Her body trembled. Tears filled her eyes, but she blinked them away, and when she met his gaze this time, clear blue stared up at him. “Do I get to save you sometime?”
“Every day. More than once, if you want.”
“Oh, good.” She shivered again, and her eyes fluttered shut. “When Patrick and Anna get out, you have to get me to Julio. I have to try to undo what I did before it hurts him.”
“It’s okay.” Andrew pulled her closer, tucked her face against his neck. “Everything’s going to be okay.”
“I killed the man who was shielding me,” she whispered. “I blew his mind to pieces, and then I went back and crushed the pieces into dust. And I don’t feel bad. Not at all.”
“Because they did this,” he whispered. “No choice, remember?”
Kat nodded. “Do you think—” She stiffened as Patrick’s voice rose in a single incoherent roar of grief and anger, audible over the crackle of the fire. A moment later he screamed again, this time in pain.
Kat’s fingernails pierced Andrew’s skin. “We have to do something.”
The others had already come running, but by the time they reached the garage, Anna had made it to the door. She dragged Patrick bodily behind her, nearly lifting him off his feet even though he was easily twice her size. “One of the rafters went,” she ground out.
A wide strip of the shirt covering his upper back had been burned away, revealing red, blistered skin beneath. “We need to get him to the clinic,” Andrew told her.
“And you,” Jackson cut in. “There’s a hole in your shoulder.”
Andrew had forgotten again. “I can barely feel it.” Then again, that might not be a good thing. “We can handle arrangements for—for all this on the way.”
Arrangements. A nice, bland way of talking about covering their tracks, but reality was reality, and sometimes it was necessary. They could never walk away from a fight clean and free, with no worry about exposure or what came next.
r /> Kat’s hand slid into his, and he closed his fingers around hers. “Let’s go.”
Chapter Twenty-Three
It took Sera, Mackenzie and half a bar of soap to get Kat clean.

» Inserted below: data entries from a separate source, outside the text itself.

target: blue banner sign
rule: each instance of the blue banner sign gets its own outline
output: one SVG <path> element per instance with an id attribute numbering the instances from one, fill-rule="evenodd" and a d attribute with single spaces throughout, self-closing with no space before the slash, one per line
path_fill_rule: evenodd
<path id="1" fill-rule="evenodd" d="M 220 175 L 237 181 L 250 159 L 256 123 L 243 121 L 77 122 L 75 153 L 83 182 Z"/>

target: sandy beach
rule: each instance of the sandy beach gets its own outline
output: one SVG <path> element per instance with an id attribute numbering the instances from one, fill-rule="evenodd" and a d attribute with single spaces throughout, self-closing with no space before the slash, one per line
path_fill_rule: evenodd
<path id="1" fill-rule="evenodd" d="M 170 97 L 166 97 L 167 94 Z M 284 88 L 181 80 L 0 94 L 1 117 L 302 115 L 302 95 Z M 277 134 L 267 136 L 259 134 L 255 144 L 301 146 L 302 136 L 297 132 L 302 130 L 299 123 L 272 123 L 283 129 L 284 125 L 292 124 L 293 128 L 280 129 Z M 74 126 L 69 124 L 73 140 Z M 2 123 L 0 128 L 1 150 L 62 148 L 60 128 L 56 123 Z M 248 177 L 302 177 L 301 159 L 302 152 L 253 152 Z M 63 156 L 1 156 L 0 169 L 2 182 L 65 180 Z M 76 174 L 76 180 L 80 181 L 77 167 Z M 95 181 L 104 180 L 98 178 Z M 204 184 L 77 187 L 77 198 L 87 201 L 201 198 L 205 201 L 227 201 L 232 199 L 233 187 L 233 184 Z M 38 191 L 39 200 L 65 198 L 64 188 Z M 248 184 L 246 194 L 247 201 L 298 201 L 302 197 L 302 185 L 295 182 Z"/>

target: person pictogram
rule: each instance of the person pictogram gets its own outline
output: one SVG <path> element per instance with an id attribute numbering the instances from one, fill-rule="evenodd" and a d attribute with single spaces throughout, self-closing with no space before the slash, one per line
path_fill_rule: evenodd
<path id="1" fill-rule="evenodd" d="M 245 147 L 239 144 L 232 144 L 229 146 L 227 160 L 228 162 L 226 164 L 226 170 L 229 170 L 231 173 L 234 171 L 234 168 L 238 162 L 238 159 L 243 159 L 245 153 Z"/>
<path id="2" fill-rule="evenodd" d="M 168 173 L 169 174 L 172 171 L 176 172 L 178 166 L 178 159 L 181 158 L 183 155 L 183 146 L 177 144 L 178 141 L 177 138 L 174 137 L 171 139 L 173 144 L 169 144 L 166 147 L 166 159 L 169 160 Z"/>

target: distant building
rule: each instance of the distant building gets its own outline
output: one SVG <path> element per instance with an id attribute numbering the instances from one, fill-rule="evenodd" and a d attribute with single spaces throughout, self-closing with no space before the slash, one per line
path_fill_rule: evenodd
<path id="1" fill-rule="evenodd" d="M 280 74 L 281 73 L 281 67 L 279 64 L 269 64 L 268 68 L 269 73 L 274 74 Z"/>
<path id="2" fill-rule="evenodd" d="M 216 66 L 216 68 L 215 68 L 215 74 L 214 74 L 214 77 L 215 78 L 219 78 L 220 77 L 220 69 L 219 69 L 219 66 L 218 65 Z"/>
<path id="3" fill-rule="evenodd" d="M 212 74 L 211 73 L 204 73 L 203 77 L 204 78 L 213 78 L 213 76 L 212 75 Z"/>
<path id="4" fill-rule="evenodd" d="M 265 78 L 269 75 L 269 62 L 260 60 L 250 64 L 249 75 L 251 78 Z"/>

She ended up in the shower at the clinic, stripped to her bra and panties as the two women helped her scrub dried blood from her skin. Jackson had sprung the locks on the handcuffs before they made it back to New Orleans, but the damage was already done.
Kat winced her way through a haphazard bandaging before Sera dragged her under the spray. Then she stretched her aching hands out in front of her and watched through a dream as the pinkish water circled the drain until it finally ran clear.
Sera braided her damp hair while Mackenzie found her a pair of scrubs to wear. By the time she had her wrists clean and redressed, Andrew appeared, his own bandage just peeking out of the neckline of his T-shirt.
He took her hand and lifted it, studying her wrist. “Okay?”
“I’ll be fine.” Everything felt distant—surreal—except for the brush of his fingers. Shivering, she leaned into him. “I think I have a new understanding of pain now.”
“Julio’s going to be fine,” he whispered. “Most of the wounds are already healing.”
The wounds were the least of it, and they both knew it. Julio’s berserk frenzy had exhausted his body, but it had taken Sera’s touch to lead him back to sanity. The magic of a true submissive shapeshifter, the power to balance rage with gentle acceptance. Sera might be trapped into obedience, but the true dominants—the good ones—were just as bound by their need to protect her.
Not so different from the balance between herself and Andrew, Kat supposed, though so much cleaner.
She and Andrew would always be tangled up in an edge of danger and the knowledge that they could hurt each other. It had taken her this long to realize it didn’t matter. They were creatures of instinct, both of them, and their first impulse would be to keep each other safe.